Tesla "did not adequately ensure that drivers maintained their attention."

Checked Out

Federal regulators released a report this week in which they found that Tesla's controversial driver assistance software was linked to hundreds of injuries and dozens of deaths.

The National Highway Traffic Safety Administration found that those making use of the EV maker's misleadingly called "Full Self-Driving" software were lulled into a false sense of security and "were not sufficiently engaged in the driving task."

In short, the report found, the Elon Musk-led company's tech "did not adequately ensure that drivers maintained their attention" — a damning indictment that builds on a wealth of data suggesting Tesla's experimental software isn't just flawed but potentially dangerous to use.

Oversold

The timing of the report couldn't come at a worse time. During a disastrous first-quarter earnings call, Musk announced that the company is doubling down on the development of a "robotaxi," allegedly meant to save the automaker from financial ruin.

At this juncture, what the regulator found shouldn't come as much of a surprise. The NHTSA has already investigated just shy of 1,000 crashes linked to the company's driver assistance software, ranging from January 2018 to August 2023 and including 29 deaths.

The agency concluded that Tesla's software didn't do enough to ensure that drivers were paying attention to the road and keeping their hands on the wheel. As a result, it found, many drivers become too complacent and failed to seize control.

The regulator found that in many crashes, drivers had "five or more seconds" to intervene prior to crashing.
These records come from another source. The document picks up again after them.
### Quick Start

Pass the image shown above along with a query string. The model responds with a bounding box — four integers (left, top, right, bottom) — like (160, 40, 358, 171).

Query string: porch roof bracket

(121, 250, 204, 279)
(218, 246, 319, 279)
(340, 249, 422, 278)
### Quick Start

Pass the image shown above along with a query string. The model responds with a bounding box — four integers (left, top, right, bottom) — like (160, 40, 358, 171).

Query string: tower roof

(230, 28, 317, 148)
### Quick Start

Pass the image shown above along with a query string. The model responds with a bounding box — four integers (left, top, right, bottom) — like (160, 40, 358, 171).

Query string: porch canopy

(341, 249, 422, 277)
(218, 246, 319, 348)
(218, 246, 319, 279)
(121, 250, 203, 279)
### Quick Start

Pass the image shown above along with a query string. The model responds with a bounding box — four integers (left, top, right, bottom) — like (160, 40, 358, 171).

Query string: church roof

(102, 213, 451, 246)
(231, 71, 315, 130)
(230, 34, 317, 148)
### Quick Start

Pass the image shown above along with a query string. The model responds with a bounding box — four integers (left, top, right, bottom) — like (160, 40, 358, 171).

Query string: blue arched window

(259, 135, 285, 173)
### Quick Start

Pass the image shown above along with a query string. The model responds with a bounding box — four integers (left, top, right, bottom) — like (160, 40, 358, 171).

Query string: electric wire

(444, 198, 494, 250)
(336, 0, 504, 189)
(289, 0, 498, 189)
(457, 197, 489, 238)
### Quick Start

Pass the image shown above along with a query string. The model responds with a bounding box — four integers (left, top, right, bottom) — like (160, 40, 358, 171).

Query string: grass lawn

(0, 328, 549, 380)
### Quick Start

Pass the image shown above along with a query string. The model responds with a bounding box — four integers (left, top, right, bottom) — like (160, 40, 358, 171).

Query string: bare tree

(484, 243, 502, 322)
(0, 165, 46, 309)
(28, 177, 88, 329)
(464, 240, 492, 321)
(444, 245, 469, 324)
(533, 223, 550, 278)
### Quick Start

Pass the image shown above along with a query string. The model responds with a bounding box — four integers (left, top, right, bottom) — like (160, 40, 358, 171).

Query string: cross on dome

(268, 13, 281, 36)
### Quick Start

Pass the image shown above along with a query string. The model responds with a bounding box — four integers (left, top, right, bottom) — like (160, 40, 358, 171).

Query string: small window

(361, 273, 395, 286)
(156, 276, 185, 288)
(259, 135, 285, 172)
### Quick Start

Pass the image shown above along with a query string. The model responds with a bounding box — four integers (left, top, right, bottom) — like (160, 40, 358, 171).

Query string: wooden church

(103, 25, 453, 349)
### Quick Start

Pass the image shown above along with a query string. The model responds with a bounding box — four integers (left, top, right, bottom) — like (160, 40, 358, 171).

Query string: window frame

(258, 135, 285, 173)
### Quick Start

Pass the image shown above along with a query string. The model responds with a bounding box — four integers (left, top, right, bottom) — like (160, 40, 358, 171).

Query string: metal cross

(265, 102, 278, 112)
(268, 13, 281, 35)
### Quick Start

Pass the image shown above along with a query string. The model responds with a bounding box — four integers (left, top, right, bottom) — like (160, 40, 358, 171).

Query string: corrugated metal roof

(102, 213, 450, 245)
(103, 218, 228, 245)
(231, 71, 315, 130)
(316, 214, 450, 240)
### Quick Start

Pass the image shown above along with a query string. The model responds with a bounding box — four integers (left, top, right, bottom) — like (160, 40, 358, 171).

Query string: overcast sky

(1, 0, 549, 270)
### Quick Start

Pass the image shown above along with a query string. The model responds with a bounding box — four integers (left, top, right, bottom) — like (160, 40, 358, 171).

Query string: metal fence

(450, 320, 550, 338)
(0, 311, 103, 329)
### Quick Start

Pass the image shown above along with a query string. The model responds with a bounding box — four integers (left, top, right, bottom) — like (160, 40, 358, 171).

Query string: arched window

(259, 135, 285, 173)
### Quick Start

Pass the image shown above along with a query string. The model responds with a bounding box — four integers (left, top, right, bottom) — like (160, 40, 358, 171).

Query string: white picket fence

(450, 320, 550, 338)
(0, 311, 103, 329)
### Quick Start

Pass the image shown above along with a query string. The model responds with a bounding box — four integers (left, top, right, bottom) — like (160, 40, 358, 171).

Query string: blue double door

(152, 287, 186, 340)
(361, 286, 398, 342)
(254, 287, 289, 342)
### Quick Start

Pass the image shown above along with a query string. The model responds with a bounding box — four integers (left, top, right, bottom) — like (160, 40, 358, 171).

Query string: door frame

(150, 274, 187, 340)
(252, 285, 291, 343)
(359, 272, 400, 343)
In 19 of the crashes, drivers had ten or more seconds to act.

Misled

The NHTSA also took aim at the company's misleading marketing, which has long been a source of contention.

"Notably, the term 'Autopilot' does not imply an L2 assistance feature, but rather elicits the idea of drivers not being in control," the NHTSA wrote in its report, referring to Level 2 Autonomy, or partial driving automation, where the driver must be able to intervene at any time. "This terminology may lead drivers to believe that the automation has greater capabilities than it does and invite drivers to overly trust the automation."

Meanwhile, Tesla issued a December over-the-air software update in an apparent attempt to make it more obvious when its driver assistance feature is engaged.

The update was met with plenty of criticism, with drivers complaining about many more "visual nags."

"They designed a super convenient system that from a driver’s perspective is fantastic," Steven Cliff, a former top administrator at the NHTSA, told the Wall Street Journal at the time.

"But from a safety perspective, that’s terrible," he added.